Report thisBy TAO Walker, January 30, 2007 at 8:50 pm #
(Unregistered commenter)
If Anchorite wants a good look at things truly “brutal and unhealthy” (#50398) s/he should visit any feedlot, factory-farm, or packing-house operation. And then of course there is the thoroughly civilized and scientific system of institutionalized human-on-human slaughter known far-and-wide as WAR. Us Indians will give a listen to his/her opinions about our own free wild natural living arrangements after he/she has actually experienced them......which is, quite obviously, not yet.

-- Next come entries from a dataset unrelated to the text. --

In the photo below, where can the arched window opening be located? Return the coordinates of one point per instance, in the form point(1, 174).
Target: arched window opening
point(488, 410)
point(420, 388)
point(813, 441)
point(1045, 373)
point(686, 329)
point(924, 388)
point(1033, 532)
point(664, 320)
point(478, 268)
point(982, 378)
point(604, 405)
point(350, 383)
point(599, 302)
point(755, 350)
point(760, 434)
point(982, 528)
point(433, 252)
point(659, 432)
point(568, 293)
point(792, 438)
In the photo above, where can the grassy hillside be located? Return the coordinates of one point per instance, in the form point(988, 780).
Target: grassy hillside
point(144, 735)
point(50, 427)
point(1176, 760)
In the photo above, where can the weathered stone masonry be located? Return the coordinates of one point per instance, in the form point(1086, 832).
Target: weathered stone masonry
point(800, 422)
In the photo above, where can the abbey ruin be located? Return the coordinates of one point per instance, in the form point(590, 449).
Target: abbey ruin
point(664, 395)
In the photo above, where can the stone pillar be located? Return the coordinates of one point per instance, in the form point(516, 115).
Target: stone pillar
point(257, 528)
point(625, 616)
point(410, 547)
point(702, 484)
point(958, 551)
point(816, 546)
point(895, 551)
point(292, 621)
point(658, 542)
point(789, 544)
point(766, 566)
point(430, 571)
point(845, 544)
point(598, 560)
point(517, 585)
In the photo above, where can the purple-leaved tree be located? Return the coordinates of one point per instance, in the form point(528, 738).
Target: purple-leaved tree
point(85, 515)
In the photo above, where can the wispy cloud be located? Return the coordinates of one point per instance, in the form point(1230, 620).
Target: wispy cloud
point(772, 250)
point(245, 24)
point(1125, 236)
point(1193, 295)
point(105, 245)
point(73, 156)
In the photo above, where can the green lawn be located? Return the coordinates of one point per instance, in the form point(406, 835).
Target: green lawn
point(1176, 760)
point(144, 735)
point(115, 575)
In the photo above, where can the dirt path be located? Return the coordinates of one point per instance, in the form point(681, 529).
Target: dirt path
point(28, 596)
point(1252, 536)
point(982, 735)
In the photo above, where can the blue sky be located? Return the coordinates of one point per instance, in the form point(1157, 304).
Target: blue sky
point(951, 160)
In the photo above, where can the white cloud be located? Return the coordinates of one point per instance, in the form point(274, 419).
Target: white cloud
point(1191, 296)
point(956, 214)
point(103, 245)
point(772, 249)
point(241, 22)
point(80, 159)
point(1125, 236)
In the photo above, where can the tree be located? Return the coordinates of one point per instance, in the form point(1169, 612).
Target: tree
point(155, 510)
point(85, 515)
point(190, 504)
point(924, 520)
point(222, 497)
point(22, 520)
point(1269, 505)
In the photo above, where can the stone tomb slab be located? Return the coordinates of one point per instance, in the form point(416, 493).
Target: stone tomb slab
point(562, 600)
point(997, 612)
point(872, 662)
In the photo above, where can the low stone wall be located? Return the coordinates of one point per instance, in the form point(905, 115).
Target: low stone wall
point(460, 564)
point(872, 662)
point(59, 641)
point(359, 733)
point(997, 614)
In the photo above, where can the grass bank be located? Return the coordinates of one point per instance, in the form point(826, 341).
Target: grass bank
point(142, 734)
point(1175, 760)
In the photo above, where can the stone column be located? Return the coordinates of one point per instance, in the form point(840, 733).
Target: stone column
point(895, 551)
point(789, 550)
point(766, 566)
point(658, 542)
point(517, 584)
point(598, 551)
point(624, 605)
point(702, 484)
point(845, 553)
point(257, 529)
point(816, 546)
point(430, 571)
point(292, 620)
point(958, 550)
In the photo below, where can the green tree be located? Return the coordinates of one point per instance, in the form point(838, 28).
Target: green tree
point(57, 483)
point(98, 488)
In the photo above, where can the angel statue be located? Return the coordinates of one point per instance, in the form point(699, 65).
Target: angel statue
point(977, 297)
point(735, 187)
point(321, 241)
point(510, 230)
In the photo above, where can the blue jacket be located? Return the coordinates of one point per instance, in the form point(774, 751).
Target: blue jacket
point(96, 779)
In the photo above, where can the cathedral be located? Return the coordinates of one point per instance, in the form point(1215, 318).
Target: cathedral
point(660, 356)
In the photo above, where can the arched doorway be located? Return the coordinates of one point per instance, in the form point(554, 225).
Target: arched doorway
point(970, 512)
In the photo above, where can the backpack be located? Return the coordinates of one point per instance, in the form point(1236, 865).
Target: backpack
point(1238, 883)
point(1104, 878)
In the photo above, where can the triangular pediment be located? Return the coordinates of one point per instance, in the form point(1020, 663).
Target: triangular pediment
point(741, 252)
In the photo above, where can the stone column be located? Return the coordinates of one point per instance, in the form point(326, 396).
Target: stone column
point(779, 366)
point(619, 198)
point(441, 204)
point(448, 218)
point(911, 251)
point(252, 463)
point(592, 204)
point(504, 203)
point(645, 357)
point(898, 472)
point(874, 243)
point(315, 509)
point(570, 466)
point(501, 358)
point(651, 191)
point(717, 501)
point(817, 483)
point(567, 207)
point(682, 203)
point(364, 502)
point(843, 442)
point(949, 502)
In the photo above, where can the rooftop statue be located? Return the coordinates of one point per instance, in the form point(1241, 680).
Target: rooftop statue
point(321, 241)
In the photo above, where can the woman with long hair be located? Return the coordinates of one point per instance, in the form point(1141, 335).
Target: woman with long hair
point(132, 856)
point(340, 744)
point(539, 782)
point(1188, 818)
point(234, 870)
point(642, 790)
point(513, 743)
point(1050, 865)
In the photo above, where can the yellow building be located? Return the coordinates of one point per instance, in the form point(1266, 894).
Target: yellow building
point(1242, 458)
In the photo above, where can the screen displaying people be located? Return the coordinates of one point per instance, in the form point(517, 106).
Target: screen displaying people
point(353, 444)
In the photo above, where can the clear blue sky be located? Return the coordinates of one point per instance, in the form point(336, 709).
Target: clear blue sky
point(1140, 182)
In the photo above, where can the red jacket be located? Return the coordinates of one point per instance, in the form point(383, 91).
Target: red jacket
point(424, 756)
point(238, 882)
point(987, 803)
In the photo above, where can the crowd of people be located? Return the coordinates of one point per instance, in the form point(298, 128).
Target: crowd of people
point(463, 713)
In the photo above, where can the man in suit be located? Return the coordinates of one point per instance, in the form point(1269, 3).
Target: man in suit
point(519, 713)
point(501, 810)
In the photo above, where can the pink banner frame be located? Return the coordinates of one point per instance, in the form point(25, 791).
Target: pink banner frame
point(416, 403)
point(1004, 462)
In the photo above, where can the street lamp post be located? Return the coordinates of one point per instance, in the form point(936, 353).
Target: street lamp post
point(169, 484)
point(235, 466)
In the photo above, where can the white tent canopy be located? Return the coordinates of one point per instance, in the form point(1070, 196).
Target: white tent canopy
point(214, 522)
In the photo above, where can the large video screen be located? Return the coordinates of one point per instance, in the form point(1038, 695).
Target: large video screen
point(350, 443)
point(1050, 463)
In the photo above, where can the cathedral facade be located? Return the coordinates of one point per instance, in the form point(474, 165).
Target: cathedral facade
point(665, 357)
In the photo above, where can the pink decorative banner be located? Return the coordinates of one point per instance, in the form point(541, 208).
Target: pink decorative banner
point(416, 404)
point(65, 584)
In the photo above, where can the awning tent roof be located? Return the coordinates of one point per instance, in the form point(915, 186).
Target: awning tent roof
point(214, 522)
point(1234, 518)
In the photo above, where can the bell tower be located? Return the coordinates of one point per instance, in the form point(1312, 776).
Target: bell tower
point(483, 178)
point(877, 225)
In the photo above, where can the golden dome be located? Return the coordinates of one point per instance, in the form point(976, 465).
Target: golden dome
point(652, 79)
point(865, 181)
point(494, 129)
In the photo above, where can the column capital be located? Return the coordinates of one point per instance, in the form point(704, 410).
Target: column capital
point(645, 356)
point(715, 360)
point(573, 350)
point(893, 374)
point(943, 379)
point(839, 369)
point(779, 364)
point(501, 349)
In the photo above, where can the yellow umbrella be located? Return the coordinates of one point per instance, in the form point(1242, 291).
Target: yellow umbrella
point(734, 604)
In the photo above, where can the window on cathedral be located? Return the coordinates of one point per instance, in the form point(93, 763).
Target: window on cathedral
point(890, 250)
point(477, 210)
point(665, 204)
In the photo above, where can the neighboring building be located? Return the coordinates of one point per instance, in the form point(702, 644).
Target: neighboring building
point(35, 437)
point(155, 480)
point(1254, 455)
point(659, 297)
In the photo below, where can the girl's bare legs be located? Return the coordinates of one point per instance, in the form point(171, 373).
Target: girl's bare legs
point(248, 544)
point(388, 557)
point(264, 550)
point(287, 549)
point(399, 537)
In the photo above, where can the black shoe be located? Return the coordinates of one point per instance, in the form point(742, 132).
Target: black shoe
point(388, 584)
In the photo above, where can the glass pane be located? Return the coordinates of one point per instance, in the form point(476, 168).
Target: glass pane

If setting science up to be the designated suppressor of “evil” doesn’t religiossify it, by definition, then rationalists throwing stones at others’ ideological glass-houses is just a peculiarly egregious form of psuedo-intellectual juvenile delinquency. But such things seem inevitably to accompany any grandiose delusion that would have some small feature of the singular spirit informing the whole living universe, such as its mind/science element for example, lay-claim to the exercise of total authority over Life Herownself. There are other more clinical terms (and plenty of pithily apt colloquialisms, as well) for these all-too-common, among the civilized races, disconnects from the organic functional integrity essential to healthy and mutually beneficial engagement in what is nothing, after all, except Life’s own Song-and-Dance. If that leaves Terry Sloth’s (#50361) hard-wired xenocidal microbes out of the big picture, perhaps they are simply an “evil” being suppressed by better lights.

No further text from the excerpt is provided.